From high totals to spin dominance to fantastic catches as well as fumbles in the field, the Women's ODI World Cup 2025 showed off a rapidly evolving game. It ended with a final without Australia or England, and was also the first time that a team placed fourth on the league table lifted the trophy.
A batting boom like never before
The 2025 edition produced batting numbers at a scale never seen before in the women's game.
There were 11 275-plus totals, one better than the previous edition. The tournament also saw 15 individual hundreds, surpassing the 14 in 2017. As many as 21 batters crossed 200 runs this tournament, with 20 of them striking at above 75, a big leap in scoring tempo.

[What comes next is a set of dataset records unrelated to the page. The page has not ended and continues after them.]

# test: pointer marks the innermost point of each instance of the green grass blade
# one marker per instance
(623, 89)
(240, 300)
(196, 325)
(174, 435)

The previous edition had 15 of the 19 batters with 200-plus runs going at a 75-plus strike rate. Before 2025, just 46 of 131 batters with 200-plus runs in women's ODI World Cups had done so at that tempo.
Run rates vs economy rates = knockout teams
The teams with the best difference in batting scoring rates and bowling economy rates were the ones that made the semi-finals. Australia stood out with the best differential of +1.10, followed by South Africa (0.63), India (0.52) and England (0.06). These were also the four sides with positive differentials.
Boundary blitz and six-hitting surge
If the last two World Cups hinted at a bit of a revolution in power hitting in women's cricket, 2025 confirmed it. The tournament witnessed a record 133 sixes, 22 more than the 111 in 2017. This edition also had the balls-per-boundary ratio (9.8) go below ten.
For the first time, the overall run rate in an edition breached the five-run mark, finishing at 5.14, a sharp rise from 4.69 (2017) and 4.68 (2022).
Left-arm is right
No bowling type exerted more influence at this World Cup than left-arm spin. It delivered the lowest balls-per-wicket ratio of all bowling types - 29.99, around four balls fewer than the next best, which was right-arm legspin. There was also the most wickets by left-arm spin in an edition, 110, which was 33 more than the record in 1982.
Lower-order comebacks
If top-order dominance was a headline, the resilience of the lower order was the other. The last five wickets averaged 20.1 runs in 2025, the best in a women's ODI World Cup, and scored at 5.3 runs per over. Those translated to nearly 100 runs in 19 overs.
The star performers: Wolvaardt and Deepti
Laura Wolvaardt scored 571 runs, the most by any batter in a women's ODI World Cup edition, and a record 336 runs now in the World Cup knockouts. Her overall tally of 1328 runs is now the second-highest in the history of the tournament after Debbie Hockley's 1501.
Deepti Sharma, meanwhile, became the first woman to score 200-plus runs and take 20-plus wickets in an ODI tournament. She joined Greg Chappell (1981-82) and Kapil Dev (1985-86), both at the Benson & Hedges tournaments in Australia, as the only players to achieve that double.
Catches continue to go down
Dropped catches continued to plague teams throughout the competition. Nearly one in every three chances went down, with a catch efficiency of 67.3%, a dip from the 72.9% in 2022. England (76.9%) and New Zealand (75%) were the sharpest, while Bangladesh (44.4%), India (63.3%), South Africa and Australia (both 66.7%) found themselves at the other end. In a tournament where batting flourished, fielding often failed to keep up with expectations.
The Desperate Review System
If the DRS was meant to bring clarity, it revealed desperation on the part of the teams instead.
On average, teams managed one successful review every three attempts. India led the way for the wrong reasons, with 11 unsuccessful calls out of 15, followed by Australia (6/10). Only Bangladesh stood out with an 80% success rate in five reviews, no other team crossed 45%.